Without a glance backwards, she stormed up the porch steps. The sounds of a gunning engine and churning gravel followed her into the house. Closing the door behind her, she muttered to the dark, “Some best friend. After eight years, you’d think Jack would know me.”
Too disgruntled to stop and turn on any lights, Stevie took the stairs two at a time. On the upper floor, she stormed down the hallway, pitched her purse into the bedroom, and stomped to the bathroom. She felt for the handle of the linen closet, grabbed a washcloth, and flung it into the basin. Turning on the hot water spigot, she wanted nothing more than to wash the makeup off her face and that stupid argument out of her mind.

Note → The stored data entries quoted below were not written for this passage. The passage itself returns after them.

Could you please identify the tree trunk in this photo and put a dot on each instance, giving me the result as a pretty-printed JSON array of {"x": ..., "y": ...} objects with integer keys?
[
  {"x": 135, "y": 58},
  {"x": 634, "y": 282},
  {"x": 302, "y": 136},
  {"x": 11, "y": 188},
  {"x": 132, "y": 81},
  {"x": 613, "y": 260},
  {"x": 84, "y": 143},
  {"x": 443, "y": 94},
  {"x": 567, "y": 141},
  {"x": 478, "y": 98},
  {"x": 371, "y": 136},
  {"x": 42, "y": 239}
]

At the sound of Tonka barking, she wrenched the faucet handle hard enough for metal to screech on metal. “What—really, Mom? Tonka’s still outside?”
When no response came, Stevie poked her head out the bathroom door. “Mom?”
Wait a sec… The lights are off. Mom’s not home?
She went down the hall, opened her mother’s bedroom door, and turned on the light. It was empty. A quick walk to the window to glance at the driveway revealed the vacant space where her mom’s SUV should be parked. I can’t believe I was so mad I didn’t notice.
She walked out of the room and absently flicked off the light. Her yellow lab was still outside and her mother nowhere to be found. The darkness of the house closed in around her.
Creeping back down the hall, she peered in to her room, and was relieved at the lack of movement and unfamiliar shapes. She tiptoed to the top of the stairs and looked down to blackness.
Tonka’s barking stopped. Stevie strained to hear anything, but all was still. An uneasy feeling washed over her.
Spring nights usually brought the sounds of crickets, birds, and an occasional coyote howl, but never silence. In fact, the normal cacophony of nature’s music frightened her “down the hill” friends the first time they stayed overnight. Comfortable in the symphony nature freely provided, Stevie would tease them about being “city kids”.
But this quiet was complete. It created its own strange vibration. There is stillness, and then there is deathly silence. This felt like the second. Compounded by Tonka’s sudden calm, the void was a weight pushing down on her. Stevie had never been claustrophobic, but a sense of being entombed and exposed at the same time unnerved her.
Quietly, she moved down the stairs, avoiding the middle one that creaked, afraid to bring noise into the void. At the landing, she turned right, in the direction of the kitchen. She passed the grandfather clock with its steady, rhythmic ticking, and glanced at the time.
Ten o’clock. Where are you, Mom?
Entering the kitchen, Stevie kept as close to the walls as possible, attempting to blend her five-foot-seven-inch frame with the shadows. Through the open blinds of the sliding glass door, a full moon cast weak light across the floor. Beyond the glass, Tonka’s shape could be seen in the backyard.
Stevie inched across the pine floor. Again, careful to avoid the creaky joints, she positioned herself so that only her head would be visible to the outside.
The yellow lab stood at the base of the nearest cottonwood, front paws clawing at the trunk, attention completely focused on the branches above. Tonka appeared to be attempting to climb the tree.
A mountain lion? That would account for the silence, at least.
Living in the foothills, it was not uncommon for wildlife sightings, even bears or pumas. Stevie searched her memory, but couldn’t remember when the last sighting had been broadcast. She leaned into the glass; hands cupped on either side of her face, and squinted into the night.
A tall figure stood on a thick branch, silhouetted by the moonlight. The way that it balanced on the tree, the easy athletic posture and height—it could only be a man. Tonka resumed her barking and the distraction drew her eyes downward. The lab’s normally yellow fur glowed green. Straining to make out the source of the strange light, she looked again at the man-shape. A gasp escaped her lips and she jumped back.
What the hell?
Steady blue beams radiated from where his eyes should be.
Afraid to open the door, but more afraid for her dog, she reached for the latch. She unlocked it slowly, trying in vain to be quiet, but the lock clicked. The blue beacons turned her direction, and then winked out. Stevie’s breath caught in her throat. She tried to locate the outline of the creature, but saw only the rustling of leaves.
“What was that?” she said to the dark.
Hoping the intruder had been scared away, she cautiously slid the door open, barely wide enough for her head. “Tonka, to me,” she called in a loud whisper. The lab’s head turned. One last look up the tree, and Tonka came bounding across the yard. She leapt onto the deck and pranced into the house, tail wagging as if nothing was amiss.
A quick close of the door, latch of the lock, draw of the blinds, and two shaky steps to the kitchen table, then Stevie collapsed in a chair. Within half a second she was up again, vaulting for the switch to flood the room with light.